A young Father Victor Badillo preparing for celestial observations. (Photo credit: Manila Observatory Archives)
Father Victor “Vic” Badillo, SJ died on Sunday morning, 26 October, after long years of kindly service.
I knew him as the Director of the Manila Observatory as he gave me space to set up what became the Environmental Research Division in the late 1980s. I lived with him in community for about six years in the Manila Observatory.
He was never in a hurry and you could share any idea with him. Once I interviewed him over how he got involved in science. It was very simple for him. I think it was Pope Paul VI who called for men to be devoted to the sciences in the modern world and so he became a priest-scientist, working on science during the week and then going out for masses throughout the weekend. But his quiet compassion was there 24/7. He was kind and uncomplicated in his ways, talking and enquiring about all things in a personal way.
As a physicist who studied in Saint Louis University in Missouri, USA, he returned to the Philippines to work with the ionosphere. He is better known as the father of Philippine astronomy as he encouraged so many to enjoy the wonders of the night sky. A minor asteroid between Mars and Jupiter and 596 kilometers from Earth, is named after him. The International Astronomical Union named the asteroid 4866 Badillo in honor of Father Badillo’s efforts in popularizing astronomy in the Philippines.
He had a terrific nightlife like no other Jesuit; the roof deck was full of excitement and also a slow and ponderous awe. Watching Uranus and its moons rise over the Sierra Madre in the early hours of the morning, this was the best cocktail of physics and mysticism!
He had no agenda and had many experiments on the side. The last one I remember was with orchids on the third floor of the Observatory building. When we wanted to plant trees on the ground he saw them as our stars that we like to watch grow, and so we had the “Green Alert” team, and some joined him for the night sky also.
He was not rigid about his duty to science. He wrote to me when the first children graduated from the upland elementary school in Bendum, far away from his experience and daily life. He saw this as like his own Sunday apostolate. He wrote again a kind letter when my mother died, as he did for many others, always thoughtful.
He started a whole new apostolate in 2010 with a blog site called pedrocalungsod from his wheelchair and bedside where he shared his homilies and his prayers. He shared many international dialogues, giving the breadth of views and depth or reflection.

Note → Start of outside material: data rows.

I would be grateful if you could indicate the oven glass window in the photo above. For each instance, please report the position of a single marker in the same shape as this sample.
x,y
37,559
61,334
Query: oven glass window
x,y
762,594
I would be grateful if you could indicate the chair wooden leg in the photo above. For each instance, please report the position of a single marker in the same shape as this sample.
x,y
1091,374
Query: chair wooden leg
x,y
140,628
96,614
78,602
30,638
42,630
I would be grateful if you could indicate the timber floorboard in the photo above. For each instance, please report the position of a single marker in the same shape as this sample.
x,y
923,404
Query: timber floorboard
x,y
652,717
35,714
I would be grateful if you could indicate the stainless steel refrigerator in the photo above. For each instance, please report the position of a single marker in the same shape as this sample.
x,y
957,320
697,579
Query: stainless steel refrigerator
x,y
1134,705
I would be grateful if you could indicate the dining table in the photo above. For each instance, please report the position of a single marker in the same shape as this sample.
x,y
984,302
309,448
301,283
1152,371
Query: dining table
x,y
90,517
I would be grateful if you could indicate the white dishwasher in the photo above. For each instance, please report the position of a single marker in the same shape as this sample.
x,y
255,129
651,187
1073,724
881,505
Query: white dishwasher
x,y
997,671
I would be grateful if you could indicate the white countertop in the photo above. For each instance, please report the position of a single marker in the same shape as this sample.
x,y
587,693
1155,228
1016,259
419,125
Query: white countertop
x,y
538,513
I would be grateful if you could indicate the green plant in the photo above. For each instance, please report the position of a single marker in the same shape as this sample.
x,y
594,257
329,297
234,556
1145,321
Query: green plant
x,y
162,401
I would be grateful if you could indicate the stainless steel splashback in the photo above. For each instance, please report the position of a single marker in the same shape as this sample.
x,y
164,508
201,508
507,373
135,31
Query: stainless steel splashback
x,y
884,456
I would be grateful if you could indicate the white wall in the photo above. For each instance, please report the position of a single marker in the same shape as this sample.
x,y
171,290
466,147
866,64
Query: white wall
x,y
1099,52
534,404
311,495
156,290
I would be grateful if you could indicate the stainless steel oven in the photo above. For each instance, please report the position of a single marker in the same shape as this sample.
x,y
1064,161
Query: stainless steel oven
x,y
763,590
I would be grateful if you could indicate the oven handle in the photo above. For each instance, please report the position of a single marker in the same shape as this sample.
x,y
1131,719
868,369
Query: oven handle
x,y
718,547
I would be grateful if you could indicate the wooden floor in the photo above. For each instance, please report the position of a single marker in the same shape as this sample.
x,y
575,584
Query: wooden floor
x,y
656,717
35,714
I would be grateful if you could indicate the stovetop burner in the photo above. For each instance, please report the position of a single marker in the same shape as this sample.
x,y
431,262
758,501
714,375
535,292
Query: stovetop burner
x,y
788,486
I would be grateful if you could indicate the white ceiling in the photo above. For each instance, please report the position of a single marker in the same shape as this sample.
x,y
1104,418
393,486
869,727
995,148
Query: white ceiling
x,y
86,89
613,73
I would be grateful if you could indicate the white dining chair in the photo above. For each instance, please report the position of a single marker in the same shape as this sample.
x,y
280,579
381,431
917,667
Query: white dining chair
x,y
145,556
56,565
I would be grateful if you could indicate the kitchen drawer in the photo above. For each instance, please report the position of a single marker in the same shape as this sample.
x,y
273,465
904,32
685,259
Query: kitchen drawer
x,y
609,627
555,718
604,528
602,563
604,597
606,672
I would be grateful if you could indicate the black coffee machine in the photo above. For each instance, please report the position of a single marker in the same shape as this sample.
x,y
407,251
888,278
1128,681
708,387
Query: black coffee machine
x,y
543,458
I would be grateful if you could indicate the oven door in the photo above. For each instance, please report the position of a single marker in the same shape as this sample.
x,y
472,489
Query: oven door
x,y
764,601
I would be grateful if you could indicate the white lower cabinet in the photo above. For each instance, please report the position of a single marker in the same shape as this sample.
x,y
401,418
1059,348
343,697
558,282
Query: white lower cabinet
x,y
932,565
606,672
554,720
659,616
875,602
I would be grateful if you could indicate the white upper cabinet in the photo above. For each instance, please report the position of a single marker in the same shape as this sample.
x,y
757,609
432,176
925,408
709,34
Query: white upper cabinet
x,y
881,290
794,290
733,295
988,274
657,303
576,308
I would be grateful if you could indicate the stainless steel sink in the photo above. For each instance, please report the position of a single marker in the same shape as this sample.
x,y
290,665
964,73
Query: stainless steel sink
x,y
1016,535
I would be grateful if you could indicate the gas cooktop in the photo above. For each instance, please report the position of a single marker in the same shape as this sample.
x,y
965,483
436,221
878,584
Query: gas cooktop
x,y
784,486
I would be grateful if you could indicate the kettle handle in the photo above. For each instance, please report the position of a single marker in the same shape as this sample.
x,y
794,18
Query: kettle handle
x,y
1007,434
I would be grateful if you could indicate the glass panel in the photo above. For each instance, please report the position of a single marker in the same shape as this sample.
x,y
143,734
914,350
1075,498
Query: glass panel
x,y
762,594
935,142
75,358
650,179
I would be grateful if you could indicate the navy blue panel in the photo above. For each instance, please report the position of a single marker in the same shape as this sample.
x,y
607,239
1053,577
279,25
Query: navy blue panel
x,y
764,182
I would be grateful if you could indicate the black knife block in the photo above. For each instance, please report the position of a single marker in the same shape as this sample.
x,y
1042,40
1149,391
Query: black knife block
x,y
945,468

I looked again at his last three articles on Islam. His last homily was five Sundays ago. He called it the “Extravagance of God,” how God pays us a daily wage we don’t deserve, a bit like tonight’s Gospel. The end of his message is a humble reflection on his own living: “What can we do to please God? Nothing except to make his generosity known and felt by our zeal for souls. God does not ask great deeds, just desires and the offering of our pains, sufferings and prayers.”
We will miss his quiet welcome and words of encouragement. From his early years in school in Batangas during the war to the long years in Manila, I am sure the Ateneo de Manila University and the Manila Observatory will share great memories, so still be prepared to be surprised by this quiet and caring man.
The Communion prayer also says something beautiful for Vic as a scientist: Having received the sacrament of salvation we implore your kindness, O God, for Victor your servant and Priest that as you made him a steward of your mysteries on earth, so you may bring him to be nourished by their truth and reality as unveiled in heaven.
When you look at the sky tonight, find a break in the clouds and remember him.
This is the homily that Pedro Walpole, SJ delivered during the wake mass on 27 October 2014 for Father Victor Badillo who died on 26 October 2014. Father Vic was 84. He entered the Society on 15 June 1949 and was ordained a priest on 10 June 1965. Except for a few revisions and additions, this text is reprinted from Philippine Jesuits.